Tuesday, December 9, 2008

In a highly dramatic turn of events, the top five terrorists behind the Sept. 11 attacks told a military judge Monday that they want to confess their guilt and find martyrdom in their execution.

The defendants said they made their decision Nov. 4, when Barack Obama was elected U.S. president. Khalid Shaikh Mohammed, the purported ringleader who drew up the detailed plans for the attack, along with the other four co-defendants decided not to continue defending themselves against the capital charges, they told the judge.

Mr. Obama has promised to close the detention facility at the U.S. Naval Base Guantanamo Bay, Cuba, and end the war trials.
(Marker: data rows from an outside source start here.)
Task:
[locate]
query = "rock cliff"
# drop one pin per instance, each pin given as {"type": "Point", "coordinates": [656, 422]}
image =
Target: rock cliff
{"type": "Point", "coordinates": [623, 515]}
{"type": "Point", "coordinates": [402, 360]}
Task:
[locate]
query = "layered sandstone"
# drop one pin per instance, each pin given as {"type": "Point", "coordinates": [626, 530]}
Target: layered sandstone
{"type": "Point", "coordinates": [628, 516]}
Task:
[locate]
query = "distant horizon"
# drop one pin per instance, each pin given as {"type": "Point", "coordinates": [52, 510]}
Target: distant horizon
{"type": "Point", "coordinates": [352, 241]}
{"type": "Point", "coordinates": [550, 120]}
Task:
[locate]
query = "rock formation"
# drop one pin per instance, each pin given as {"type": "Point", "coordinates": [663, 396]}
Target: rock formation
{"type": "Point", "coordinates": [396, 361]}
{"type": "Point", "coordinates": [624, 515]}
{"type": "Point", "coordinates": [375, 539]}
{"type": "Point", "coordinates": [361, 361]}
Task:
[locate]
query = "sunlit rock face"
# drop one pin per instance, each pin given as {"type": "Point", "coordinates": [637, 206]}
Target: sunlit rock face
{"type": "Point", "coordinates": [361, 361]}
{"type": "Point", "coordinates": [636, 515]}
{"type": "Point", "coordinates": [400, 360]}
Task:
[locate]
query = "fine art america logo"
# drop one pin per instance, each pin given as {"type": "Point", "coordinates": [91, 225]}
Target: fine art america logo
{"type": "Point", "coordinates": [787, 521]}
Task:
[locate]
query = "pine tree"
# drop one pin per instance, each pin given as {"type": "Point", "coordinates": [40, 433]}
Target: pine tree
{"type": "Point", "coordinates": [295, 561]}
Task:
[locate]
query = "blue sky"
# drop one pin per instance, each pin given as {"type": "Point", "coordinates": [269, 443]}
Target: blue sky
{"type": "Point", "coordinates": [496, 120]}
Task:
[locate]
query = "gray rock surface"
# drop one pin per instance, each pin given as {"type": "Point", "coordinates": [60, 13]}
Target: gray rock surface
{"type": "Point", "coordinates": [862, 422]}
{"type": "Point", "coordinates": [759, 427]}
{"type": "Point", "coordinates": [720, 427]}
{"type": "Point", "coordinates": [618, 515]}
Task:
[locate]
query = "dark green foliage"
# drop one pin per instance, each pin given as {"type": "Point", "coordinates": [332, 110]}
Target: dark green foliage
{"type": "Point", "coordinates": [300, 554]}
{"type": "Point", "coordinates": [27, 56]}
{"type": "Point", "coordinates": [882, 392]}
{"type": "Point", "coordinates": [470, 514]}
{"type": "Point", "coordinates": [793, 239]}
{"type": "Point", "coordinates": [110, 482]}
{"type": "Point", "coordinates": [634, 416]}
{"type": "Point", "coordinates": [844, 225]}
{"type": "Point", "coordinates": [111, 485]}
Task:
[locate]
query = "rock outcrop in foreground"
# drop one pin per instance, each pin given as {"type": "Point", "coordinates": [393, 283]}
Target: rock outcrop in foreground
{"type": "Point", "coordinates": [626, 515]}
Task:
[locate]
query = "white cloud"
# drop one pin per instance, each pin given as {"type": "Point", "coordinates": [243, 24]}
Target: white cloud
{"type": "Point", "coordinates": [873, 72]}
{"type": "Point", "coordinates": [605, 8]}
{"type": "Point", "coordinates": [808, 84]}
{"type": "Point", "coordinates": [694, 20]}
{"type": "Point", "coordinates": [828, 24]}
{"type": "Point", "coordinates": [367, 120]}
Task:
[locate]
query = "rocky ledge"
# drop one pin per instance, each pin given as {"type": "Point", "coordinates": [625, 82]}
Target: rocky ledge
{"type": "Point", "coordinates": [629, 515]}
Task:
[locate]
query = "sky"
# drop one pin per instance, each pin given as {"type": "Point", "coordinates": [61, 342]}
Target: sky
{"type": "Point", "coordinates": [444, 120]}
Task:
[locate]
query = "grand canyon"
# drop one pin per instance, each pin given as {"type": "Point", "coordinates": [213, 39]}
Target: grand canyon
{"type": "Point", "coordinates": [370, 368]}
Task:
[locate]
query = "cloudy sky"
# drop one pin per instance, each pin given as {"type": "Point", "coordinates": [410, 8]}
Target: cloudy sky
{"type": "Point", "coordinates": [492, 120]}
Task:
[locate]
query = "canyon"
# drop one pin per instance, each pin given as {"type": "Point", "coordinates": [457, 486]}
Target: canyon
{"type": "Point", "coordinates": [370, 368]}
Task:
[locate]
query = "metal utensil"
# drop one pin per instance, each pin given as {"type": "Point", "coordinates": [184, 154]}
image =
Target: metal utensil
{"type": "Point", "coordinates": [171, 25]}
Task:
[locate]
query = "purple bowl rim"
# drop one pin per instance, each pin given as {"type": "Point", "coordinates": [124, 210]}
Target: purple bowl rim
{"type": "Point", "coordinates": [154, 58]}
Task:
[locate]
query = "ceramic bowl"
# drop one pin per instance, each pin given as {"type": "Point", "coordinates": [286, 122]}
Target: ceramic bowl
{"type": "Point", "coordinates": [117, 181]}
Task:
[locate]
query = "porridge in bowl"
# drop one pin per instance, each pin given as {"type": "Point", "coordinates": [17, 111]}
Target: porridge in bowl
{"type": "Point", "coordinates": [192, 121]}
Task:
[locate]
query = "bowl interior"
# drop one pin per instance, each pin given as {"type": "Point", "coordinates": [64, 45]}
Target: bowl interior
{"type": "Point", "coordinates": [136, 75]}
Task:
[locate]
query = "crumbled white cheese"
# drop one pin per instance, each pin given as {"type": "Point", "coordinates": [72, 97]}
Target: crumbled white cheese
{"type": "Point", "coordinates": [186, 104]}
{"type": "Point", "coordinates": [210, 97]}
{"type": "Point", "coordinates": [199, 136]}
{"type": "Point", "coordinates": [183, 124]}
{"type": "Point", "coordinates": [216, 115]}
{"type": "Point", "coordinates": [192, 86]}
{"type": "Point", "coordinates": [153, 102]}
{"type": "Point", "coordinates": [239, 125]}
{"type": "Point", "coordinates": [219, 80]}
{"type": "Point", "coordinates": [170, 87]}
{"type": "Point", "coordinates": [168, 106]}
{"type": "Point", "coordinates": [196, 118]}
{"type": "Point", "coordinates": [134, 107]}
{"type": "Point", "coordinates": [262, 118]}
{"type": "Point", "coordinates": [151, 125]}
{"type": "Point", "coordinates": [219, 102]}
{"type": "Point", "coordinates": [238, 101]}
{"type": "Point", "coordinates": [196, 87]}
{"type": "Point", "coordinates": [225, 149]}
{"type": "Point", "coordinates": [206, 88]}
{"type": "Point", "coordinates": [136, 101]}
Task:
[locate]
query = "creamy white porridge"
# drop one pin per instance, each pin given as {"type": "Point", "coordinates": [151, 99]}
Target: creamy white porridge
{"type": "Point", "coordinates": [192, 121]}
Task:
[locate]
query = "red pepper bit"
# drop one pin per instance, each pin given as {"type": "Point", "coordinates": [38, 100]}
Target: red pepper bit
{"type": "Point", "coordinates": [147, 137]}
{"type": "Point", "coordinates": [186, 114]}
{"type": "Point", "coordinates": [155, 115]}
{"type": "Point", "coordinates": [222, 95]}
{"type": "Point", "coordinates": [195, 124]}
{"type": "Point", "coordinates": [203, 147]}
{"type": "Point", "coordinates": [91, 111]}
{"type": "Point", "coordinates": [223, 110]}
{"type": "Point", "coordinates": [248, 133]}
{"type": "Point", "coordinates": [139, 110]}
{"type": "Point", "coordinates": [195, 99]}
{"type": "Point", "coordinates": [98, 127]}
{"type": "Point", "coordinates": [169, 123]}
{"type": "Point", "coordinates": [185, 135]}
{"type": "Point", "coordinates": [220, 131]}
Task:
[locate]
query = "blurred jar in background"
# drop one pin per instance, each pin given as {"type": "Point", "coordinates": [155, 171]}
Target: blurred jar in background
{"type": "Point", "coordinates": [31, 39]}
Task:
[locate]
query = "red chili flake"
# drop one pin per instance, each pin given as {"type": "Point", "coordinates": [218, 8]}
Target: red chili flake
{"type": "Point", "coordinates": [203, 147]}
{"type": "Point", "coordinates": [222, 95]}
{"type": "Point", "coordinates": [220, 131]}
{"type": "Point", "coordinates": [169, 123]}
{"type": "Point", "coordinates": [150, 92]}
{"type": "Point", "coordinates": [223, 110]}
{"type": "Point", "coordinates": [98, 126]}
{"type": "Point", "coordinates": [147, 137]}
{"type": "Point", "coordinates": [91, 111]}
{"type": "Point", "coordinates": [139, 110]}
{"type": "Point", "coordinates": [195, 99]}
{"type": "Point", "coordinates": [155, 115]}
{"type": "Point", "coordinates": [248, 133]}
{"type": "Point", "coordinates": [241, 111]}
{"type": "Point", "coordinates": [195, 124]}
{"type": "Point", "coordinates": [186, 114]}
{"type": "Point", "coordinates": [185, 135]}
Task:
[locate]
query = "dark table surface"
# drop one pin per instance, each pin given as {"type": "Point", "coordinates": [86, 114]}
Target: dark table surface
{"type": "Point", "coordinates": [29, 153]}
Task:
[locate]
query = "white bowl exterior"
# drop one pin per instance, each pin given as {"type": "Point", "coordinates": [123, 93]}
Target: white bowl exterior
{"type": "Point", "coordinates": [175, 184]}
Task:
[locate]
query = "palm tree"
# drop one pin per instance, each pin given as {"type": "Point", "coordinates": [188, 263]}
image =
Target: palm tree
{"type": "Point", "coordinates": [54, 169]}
Mohammed has mentioned that he welcomed his execution as a path to martyrdom. Army Col. Stephen Henley, the judge in the case, asked all five if they were prepared to enter a plea, and all five said yes.

Judge Henley, however, said competency hearings for two of the detainees precluded the other three from immediately filing pleas.

“We want everyone to plead together,” said Mohammed, who wore a long, white beard.

The judge read aloud in court a letter written by the five defendants in which they requested “an immediate hearing session to announce our confessions,” the Associated Press reported.

The letter implies that they want to plead guilty, but does not specify whether they will admit to any specific charges. It also says they wish to drop all previous defense motions.

Mohammed, who was one of three high-ranking terrorists waterboarded by the CIA and has admitted being the mastermind behind the attacks, said Monday that he did not trust the judge or his Pentagon-appointed lawyers. He went on to include President Bush among those he didn’t trust.

“I don’t trust you,” Mohammed said in English during the hearing.

Mr. Obama has publicly stated that he opposes the military commissions, as the trials at Guantanamo are referred to. The president-elect has said he will close the detention center holding about 250 men.

Jeffrey Addicott, director for the Center for Terrorism Law at St. Mary’s University in San Antonio, Texas, said closing Guantanamo Bay would create a public-relations disaster for the United States and present the country with logistical problems of what to do with dozens of detainees.

Military officials allowed a group of relatives from some of the 2,973 people killed Sept. 11 to attend the proceedings at the prison.

Alice Hoagland of Redwood Estates, Calif., whose son, Mark Bingham, was killed when United Flight 93 crashed in a rural area of Pennsylvania, told the Associated Press that the confession was like a “bombshell” to her.

Mrs. Hoagland said she hoped Mr. Obama, whom she described as “even-minded” and “just,” would punish the five terrorists.

“The U.S. is doing its best to prove to the world that this is a fair proceeding,” Hamilton Peterson of Bethesda, whose parents Donald and Jean were on Flight 93, told the AP.

“It was stunning to see today how not only do the defendants comprehend their extensive rights … they are explicitly asking the court to hurry up because they are bored with the due process they are receiving.”